Portnikov. Die Agonie hat ein Ende, zumindest hat sich das russische Regime entschieden. Putin, Patruschew und dieser ganze Pack, selbst wenn man ihr allgemeines Erscheinungsbild betrachtet, sind sie dem Politbüro der Kommunistischen Partei Chinas typologisch viel ähnlicher als den Führern selbst der Nachbarländer Estland, Polen und Ukraine. Schauen Sie sich die ukrainische und die russische Führung an, das sind schon unterschiedliche zivilisatorische Typen. Alte, langweilige Provinzbeamte mit unbegrenzter Macht. Und es ist ganz in der Nähe, es ist eine Nachtfahrt nach Riga, ich spreche nicht vom Fliegen, es ist eine Nachtfahrt nach Tallinn, von St. Petersburg aus dauert es 4 Stunden, und es ist, als wäre man in einer anderen Welt. Das war nicht einmal so, als ich aus der Sowjetunion nach Ausland gereist bin. Dies ist ein sehr interessanter Moment, der Zivilisationsbruch, der stattgefunden hat. Und das bringt uns zurück zu Ihrem Thema. Der Krieg hat ihm geholfen, Russland endgültig in einen asiatischen Staat und die Russen in eine asiatische Nation zu verwandeln.
Feigin. Es zeigt sich, dass der Krieg als Instrument der zivilisatorischen Entscheidung nicht gefährlich, sondern für Putin nützlich ist, um die Russen in die asiatische Zivilisation zu zwingen. Und wo ist die Quelle seiner Bedrohung? Und wenn der Krieg auf das Gebiet der Region Belgorod und weiter auf das Kaliningrader Gebiet, auf Moskau, übergreift, kann er zu einem Instrument werden, um die zivilisatorische Bewegung in Richtung Asien, Selbstbestimmung, Selbstidentifikation zu stoppen? Krieg kann eine gute Sache sein, aber er kann auch eine Bedrohung, ein Risiko sein. Kann er zu einer solchen für Russland werden?

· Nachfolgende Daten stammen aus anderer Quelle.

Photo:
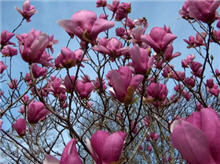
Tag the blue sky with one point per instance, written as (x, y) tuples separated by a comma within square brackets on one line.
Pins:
[(158, 13)]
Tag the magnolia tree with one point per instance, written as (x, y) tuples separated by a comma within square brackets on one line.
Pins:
[(115, 99)]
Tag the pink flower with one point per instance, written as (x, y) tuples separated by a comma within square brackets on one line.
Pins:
[(218, 23), (154, 136), (55, 85), (214, 90), (84, 88), (52, 41), (106, 148), (210, 83), (68, 83), (20, 126), (196, 42), (101, 3), (28, 10), (122, 11), (32, 45), (113, 47), (196, 68), (190, 81), (197, 137), (141, 60), (184, 11), (36, 112), (114, 6), (69, 155), (68, 58), (149, 148), (9, 51), (5, 37), (85, 25), (123, 83), (204, 10), (186, 62), (38, 71), (2, 67), (121, 32), (158, 39), (157, 91), (99, 84), (45, 60)]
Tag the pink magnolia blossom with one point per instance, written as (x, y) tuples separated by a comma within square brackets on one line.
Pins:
[(5, 37), (85, 25), (52, 41), (68, 58), (149, 148), (69, 83), (178, 75), (156, 91), (210, 83), (36, 112), (106, 148), (204, 10), (28, 10), (190, 81), (114, 6), (186, 62), (123, 83), (99, 84), (45, 60), (32, 45), (69, 155), (84, 88), (154, 136), (184, 11), (186, 95), (218, 23), (2, 67), (168, 54), (21, 110), (214, 90), (196, 68), (113, 47), (121, 32), (20, 126), (13, 84), (101, 3), (196, 41), (158, 39), (216, 35), (1, 122), (9, 51), (38, 71), (141, 60), (197, 137)]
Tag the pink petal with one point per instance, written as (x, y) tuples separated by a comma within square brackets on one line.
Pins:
[(101, 25), (192, 143), (49, 159)]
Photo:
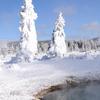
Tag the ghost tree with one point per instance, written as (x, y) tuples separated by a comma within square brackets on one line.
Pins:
[(58, 45), (28, 41)]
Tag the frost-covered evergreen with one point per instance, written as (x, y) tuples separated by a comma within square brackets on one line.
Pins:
[(58, 45), (28, 41)]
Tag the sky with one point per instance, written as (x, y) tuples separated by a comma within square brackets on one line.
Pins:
[(82, 18)]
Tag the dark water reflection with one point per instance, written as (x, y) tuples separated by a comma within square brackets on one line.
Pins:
[(88, 92)]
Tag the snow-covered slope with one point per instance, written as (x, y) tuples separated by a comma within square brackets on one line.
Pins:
[(21, 81)]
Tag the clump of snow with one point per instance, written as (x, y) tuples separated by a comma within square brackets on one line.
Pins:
[(22, 81), (28, 41), (58, 45)]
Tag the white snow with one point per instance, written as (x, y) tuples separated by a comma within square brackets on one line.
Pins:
[(28, 42), (21, 81), (58, 45)]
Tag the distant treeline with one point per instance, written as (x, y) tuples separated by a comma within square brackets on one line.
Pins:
[(11, 47)]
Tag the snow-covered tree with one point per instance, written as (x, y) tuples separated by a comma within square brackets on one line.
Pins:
[(28, 41), (58, 45)]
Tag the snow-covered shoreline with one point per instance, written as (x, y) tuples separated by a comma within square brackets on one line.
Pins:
[(22, 81)]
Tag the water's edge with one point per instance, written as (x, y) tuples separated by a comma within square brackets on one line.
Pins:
[(71, 82)]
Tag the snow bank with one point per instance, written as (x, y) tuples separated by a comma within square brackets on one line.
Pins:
[(22, 81)]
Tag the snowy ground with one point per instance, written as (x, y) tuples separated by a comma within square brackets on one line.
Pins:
[(21, 81)]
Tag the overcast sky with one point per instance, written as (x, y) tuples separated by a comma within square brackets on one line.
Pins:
[(82, 18)]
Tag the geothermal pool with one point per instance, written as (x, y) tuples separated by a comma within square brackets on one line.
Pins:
[(85, 92)]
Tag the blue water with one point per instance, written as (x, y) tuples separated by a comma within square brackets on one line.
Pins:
[(88, 92)]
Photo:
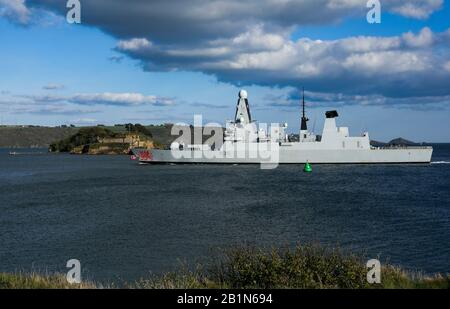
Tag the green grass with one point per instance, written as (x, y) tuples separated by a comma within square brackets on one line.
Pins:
[(304, 267), (40, 281)]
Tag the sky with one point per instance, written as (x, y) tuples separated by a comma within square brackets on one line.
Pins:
[(160, 61)]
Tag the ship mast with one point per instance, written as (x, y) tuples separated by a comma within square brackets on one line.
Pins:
[(304, 126)]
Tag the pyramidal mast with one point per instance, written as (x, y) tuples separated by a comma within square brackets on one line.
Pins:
[(304, 124)]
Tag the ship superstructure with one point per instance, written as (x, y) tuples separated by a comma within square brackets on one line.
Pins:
[(246, 143)]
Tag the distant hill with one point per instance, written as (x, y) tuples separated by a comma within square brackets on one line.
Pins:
[(42, 137)]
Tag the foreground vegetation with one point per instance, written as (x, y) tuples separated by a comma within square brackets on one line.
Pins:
[(249, 267)]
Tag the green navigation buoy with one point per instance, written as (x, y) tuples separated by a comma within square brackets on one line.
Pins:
[(307, 168)]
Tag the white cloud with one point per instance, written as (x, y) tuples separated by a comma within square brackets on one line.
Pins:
[(53, 87), (134, 44), (419, 9), (15, 10), (424, 39), (108, 98), (358, 64)]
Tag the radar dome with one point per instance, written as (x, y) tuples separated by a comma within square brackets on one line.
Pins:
[(243, 94)]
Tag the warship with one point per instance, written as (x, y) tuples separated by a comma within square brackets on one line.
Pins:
[(243, 142)]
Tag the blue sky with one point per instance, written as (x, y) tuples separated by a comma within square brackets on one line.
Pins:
[(115, 71)]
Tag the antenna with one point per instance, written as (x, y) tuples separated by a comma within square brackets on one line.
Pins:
[(303, 102), (304, 125)]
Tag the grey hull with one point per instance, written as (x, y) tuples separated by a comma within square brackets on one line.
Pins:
[(287, 156)]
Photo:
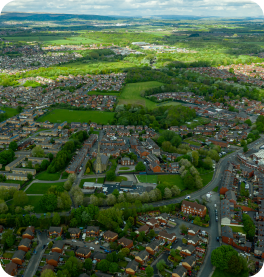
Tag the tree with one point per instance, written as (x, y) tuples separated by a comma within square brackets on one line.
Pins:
[(140, 167), (73, 266), (3, 207), (113, 267), (245, 148), (149, 271), (88, 264), (13, 145), (8, 237), (38, 152), (161, 265), (20, 198), (103, 265), (48, 273), (110, 175), (56, 219), (222, 255)]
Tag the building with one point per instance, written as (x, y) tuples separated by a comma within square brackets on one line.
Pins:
[(193, 208)]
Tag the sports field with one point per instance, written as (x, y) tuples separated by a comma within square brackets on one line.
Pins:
[(41, 188), (60, 115), (131, 94), (58, 40)]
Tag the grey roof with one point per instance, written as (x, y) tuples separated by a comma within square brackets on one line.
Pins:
[(227, 232), (19, 254), (54, 256), (133, 265), (180, 270)]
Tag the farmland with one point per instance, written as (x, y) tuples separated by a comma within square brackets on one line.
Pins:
[(60, 115)]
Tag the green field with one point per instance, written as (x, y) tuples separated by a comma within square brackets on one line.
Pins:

Portnikov. Das kann er, weil Putin sich nicht mehr als Hüter der Sicherheit der Russen darstellen wird, weil diese zivilisatorische Entscheidung auch mit Sicherheit verbunden ist. Der Westen hasst uns, wir sind selbst übermächtig, wir sind durch nichts bedroht, wir werden uns bald die Ukrainern unterjochen. Wenn dort etwas in die Luft gesprengt, zerstört und vernichtet wird, dann ist das im Wesentlichen auf ihrem Territorium. Wenn es uns gelingt, werden wir dieses Territorium verteidigen und es dann wieder zu seinem früheren Glanz aufbauen. Wenn es nicht klappt, werden wir die Ruinen zurücklassen, was auch immer. Dies ist ein gutes Programm für den Dialog mit der Gesellschaft. Und wenn es Probleme in den Regionen Kaliningrad und Belgorod gibt, ist das eine andere Geschichte, aber es stellt sich die Frage, wer dort kämpfen wird, wenn ich fragen darf?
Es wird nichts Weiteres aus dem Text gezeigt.